Recurrent Neural Networks

CSC/DSC 340 Week 12 Slides

Date Created: November 4, 2023

Last Modified: November 5, 2023

Previously

We have been using regular neural networks to perform interpolation

import tensorflow as tf
import numpy as np
from sklearn.metrics import mean_squared_error as mse
import matplotlib.pyplot as plt
from keras.preprocessing.sequence import TimeseriesGenerator


# Generate training data
x_train = np.random.uniform(-3*np.pi, 3*np.pi, 1000)  # Generate 1000 random numbers between -1 and 1
y_train = np.sin(x_train)  # Get corresponding function values

# Create the neural network model
model = tf.keras.Sequential([
    tf.keras.layers.Dense(64, activation='relu', input_shape=(1,)),
    tf.keras.layers.Dense(64, activation='relu'),
    tf.keras.layers.Dense(1)
])

# Compile the model
model.compile(optimizer='adam', loss='mean_squared_error')

# Train the model
model.fit(x_train, y_train, epochs=500, verbose=0)

# Test the model
x_test = np.random.uniform(-3*np.pi, 3*np.pi, 100)
y_test = np.sin(x_test)
y_pred = model.predict(x_test)

print(mse(y_test, y_pred))


plt.scatter(x_train, y_train)
plt.scatter(x_test, y_pred)

4/4 [==============================] - 0s 1ms/step
0.0004397257246680628

While regular neural networks perform well at interpolation, they tend to perform poorly when asked to extrapolate (this is a fact that is true of most machine learning algorithms)

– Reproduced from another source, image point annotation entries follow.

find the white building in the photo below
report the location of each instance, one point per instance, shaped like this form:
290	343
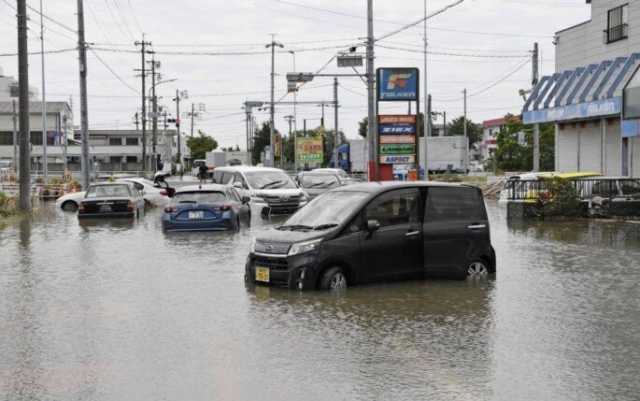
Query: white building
584	97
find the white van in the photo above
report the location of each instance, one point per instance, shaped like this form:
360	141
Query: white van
271	190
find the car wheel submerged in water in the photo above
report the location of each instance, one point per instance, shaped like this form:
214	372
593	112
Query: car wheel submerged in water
333	279
477	269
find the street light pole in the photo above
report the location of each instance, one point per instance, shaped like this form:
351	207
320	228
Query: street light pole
372	139
272	142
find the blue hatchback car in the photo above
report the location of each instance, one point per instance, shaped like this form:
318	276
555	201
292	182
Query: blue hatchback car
208	207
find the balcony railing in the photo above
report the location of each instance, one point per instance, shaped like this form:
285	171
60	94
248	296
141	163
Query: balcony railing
616	33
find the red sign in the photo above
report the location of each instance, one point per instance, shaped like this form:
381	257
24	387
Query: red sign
392	139
397	119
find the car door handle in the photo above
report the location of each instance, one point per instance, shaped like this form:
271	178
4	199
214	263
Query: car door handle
477	226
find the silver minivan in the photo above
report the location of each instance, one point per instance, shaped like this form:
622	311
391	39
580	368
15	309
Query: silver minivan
271	190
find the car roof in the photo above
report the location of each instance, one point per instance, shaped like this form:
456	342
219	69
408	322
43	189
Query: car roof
243	169
202	188
376	187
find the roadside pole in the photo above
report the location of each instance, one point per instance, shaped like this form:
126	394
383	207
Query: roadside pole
372	123
84	116
23	67
536	127
336	141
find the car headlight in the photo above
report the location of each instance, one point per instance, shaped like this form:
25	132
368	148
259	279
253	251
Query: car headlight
304	247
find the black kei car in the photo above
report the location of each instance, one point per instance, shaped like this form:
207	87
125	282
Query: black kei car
376	232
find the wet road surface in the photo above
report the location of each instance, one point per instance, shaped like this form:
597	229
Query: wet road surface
123	311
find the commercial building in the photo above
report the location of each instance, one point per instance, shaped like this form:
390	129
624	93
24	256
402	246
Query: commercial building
595	61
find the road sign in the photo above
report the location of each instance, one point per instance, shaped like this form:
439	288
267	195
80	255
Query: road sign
398	149
391	139
397	84
397	159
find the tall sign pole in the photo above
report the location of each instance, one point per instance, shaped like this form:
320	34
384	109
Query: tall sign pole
23	67
536	127
371	132
84	117
45	158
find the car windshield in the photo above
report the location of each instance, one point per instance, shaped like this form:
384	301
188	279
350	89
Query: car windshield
199	197
327	210
269	180
108	191
319	181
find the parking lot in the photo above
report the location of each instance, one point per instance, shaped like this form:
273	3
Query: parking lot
113	310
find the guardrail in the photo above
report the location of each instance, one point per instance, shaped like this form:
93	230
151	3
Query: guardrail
586	189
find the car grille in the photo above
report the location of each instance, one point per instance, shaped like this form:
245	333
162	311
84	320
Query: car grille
272	263
276	248
277	203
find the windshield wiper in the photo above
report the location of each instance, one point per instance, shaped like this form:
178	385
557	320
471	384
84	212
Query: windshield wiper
325	226
271	183
294	227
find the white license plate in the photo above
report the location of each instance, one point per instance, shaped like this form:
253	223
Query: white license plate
199	215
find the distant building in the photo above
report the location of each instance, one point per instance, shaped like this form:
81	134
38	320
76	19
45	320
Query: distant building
595	60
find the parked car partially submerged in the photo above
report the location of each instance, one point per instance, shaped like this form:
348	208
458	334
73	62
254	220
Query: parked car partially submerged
374	232
206	208
111	200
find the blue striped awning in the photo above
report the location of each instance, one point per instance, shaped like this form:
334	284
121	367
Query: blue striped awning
585	92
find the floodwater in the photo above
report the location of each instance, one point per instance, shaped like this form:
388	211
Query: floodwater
121	311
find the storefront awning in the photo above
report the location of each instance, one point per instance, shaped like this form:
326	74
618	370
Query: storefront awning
586	92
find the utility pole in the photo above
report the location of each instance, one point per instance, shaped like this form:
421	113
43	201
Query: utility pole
23	67
193	113
336	141
84	116
45	158
14	118
536	127
272	142
143	51
179	154
154	126
427	123
372	137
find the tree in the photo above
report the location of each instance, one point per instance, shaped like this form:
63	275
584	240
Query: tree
201	144
515	146
456	128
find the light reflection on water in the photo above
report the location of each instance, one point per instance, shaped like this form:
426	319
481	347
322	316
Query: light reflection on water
109	310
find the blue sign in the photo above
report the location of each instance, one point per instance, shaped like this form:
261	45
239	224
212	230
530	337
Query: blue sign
397	129
598	108
398	84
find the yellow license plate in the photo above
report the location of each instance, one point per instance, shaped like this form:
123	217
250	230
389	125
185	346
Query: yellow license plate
262	274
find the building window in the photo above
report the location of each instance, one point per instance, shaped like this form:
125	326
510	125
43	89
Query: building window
617	27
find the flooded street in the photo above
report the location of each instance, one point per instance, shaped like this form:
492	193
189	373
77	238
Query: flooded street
122	311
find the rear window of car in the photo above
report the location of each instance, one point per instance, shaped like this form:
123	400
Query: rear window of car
444	204
199	197
106	191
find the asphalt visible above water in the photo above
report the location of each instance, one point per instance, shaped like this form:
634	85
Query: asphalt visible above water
123	311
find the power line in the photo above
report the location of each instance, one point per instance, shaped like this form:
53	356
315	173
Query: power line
113	72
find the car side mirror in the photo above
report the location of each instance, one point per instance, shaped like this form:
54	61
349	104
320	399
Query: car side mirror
373	226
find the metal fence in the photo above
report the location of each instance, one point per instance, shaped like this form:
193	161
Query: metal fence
585	189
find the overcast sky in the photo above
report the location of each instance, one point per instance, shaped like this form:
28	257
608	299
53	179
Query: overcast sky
494	37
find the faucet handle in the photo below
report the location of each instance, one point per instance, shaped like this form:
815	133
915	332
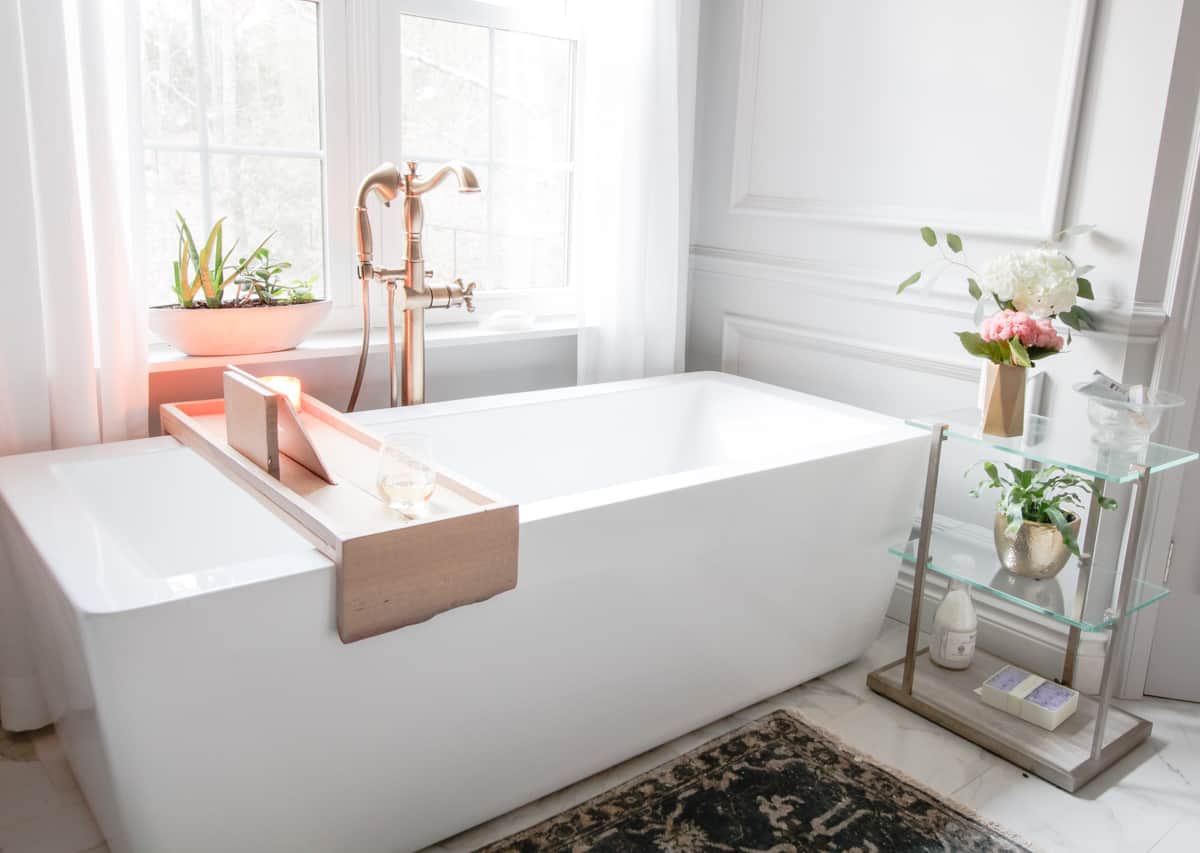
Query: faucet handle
468	294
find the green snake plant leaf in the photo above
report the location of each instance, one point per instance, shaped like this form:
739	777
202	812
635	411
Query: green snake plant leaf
189	286
210	289
909	282
245	262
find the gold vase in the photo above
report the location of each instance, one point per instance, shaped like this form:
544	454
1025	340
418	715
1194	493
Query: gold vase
1003	403
1037	551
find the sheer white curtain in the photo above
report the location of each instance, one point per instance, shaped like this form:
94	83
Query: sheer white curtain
633	185
72	338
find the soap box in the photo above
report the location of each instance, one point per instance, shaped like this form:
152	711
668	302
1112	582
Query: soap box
1030	697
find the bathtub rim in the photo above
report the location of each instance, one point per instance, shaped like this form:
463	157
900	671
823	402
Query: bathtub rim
40	511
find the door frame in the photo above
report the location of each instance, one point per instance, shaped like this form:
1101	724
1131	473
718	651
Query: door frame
1177	354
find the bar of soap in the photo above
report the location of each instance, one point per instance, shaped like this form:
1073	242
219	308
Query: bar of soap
1030	697
1049	704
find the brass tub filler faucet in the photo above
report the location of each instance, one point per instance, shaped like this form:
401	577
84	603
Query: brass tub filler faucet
415	295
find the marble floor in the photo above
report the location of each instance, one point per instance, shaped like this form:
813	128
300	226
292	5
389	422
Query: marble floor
1147	802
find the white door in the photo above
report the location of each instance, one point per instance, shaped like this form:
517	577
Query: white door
1175	656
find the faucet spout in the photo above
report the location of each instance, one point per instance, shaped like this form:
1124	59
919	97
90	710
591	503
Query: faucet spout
467	180
407	289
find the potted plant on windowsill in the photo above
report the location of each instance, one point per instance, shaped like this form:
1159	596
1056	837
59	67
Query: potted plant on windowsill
234	308
1036	529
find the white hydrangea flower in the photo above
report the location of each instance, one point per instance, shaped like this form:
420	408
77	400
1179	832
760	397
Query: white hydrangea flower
1039	282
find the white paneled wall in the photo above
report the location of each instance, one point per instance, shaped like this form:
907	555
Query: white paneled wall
828	133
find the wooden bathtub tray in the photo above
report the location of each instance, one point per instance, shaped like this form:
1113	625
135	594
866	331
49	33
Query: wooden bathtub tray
391	571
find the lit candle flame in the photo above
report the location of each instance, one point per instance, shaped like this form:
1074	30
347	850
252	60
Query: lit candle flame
289	386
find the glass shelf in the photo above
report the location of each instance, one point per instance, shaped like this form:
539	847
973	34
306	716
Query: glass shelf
1047	442
965	552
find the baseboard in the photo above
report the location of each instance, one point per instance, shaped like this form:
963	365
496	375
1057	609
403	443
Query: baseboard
1031	641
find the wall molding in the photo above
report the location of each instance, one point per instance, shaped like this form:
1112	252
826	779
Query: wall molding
1056	182
737	328
1140	323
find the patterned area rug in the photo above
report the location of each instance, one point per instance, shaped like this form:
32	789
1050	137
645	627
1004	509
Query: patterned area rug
777	785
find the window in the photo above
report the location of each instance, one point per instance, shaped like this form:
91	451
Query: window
502	102
234	94
231	119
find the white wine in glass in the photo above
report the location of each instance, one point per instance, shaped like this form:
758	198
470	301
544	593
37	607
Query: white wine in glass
407	478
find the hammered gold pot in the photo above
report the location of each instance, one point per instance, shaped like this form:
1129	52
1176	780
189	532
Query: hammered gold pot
1037	551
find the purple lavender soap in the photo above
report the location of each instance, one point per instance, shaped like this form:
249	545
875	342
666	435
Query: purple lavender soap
1007	678
1050	696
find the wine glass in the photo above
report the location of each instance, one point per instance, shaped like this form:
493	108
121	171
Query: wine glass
407	478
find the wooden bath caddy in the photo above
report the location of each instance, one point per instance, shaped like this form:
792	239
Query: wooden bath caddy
391	571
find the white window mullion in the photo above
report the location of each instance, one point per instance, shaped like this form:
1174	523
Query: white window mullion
489	217
202	108
263	151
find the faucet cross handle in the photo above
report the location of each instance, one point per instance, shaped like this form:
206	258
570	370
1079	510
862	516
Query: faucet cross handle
468	294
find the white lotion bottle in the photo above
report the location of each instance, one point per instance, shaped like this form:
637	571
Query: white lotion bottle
955	626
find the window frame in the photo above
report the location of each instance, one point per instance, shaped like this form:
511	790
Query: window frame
353	64
205	149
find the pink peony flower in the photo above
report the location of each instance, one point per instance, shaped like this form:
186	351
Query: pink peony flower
1008	324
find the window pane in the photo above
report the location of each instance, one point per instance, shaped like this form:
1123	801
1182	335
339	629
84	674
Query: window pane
262	64
532	97
263	194
172	182
543	6
529	228
168	71
443	92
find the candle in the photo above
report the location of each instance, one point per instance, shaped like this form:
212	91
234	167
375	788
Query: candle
289	386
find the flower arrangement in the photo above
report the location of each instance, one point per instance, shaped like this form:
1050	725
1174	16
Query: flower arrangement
1030	289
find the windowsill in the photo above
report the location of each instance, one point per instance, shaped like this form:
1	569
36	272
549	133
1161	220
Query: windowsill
325	344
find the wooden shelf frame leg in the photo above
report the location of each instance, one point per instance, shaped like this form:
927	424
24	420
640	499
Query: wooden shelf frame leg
937	437
1085	574
1128	566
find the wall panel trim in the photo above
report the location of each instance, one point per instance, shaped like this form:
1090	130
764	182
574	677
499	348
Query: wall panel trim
976	222
737	328
1140	323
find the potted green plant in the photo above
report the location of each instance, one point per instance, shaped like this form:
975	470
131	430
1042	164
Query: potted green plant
225	307
1036	529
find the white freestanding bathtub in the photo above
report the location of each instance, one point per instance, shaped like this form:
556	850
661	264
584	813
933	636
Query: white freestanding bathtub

X_train = np.arange(0,100,0.5) 
y_train = np.sin(X_train)

X_test = np.arange(90,200,0.5) 
y_test = np.sin(X_test)

# Create the neural network model
model = tf.keras.Sequential([
    tf.keras.layers.Dense(64, activation='relu', input_shape=(1,)),
    tf.keras.layers.Dense(64, activation='relu'),
    tf.keras.layers.Dense(1)
])

# Compile the model
model.compile(optimizer='adam', loss='mean_squared_error')

# Train the model
model.fit(X_train, y_train, epochs=500, verbose=0)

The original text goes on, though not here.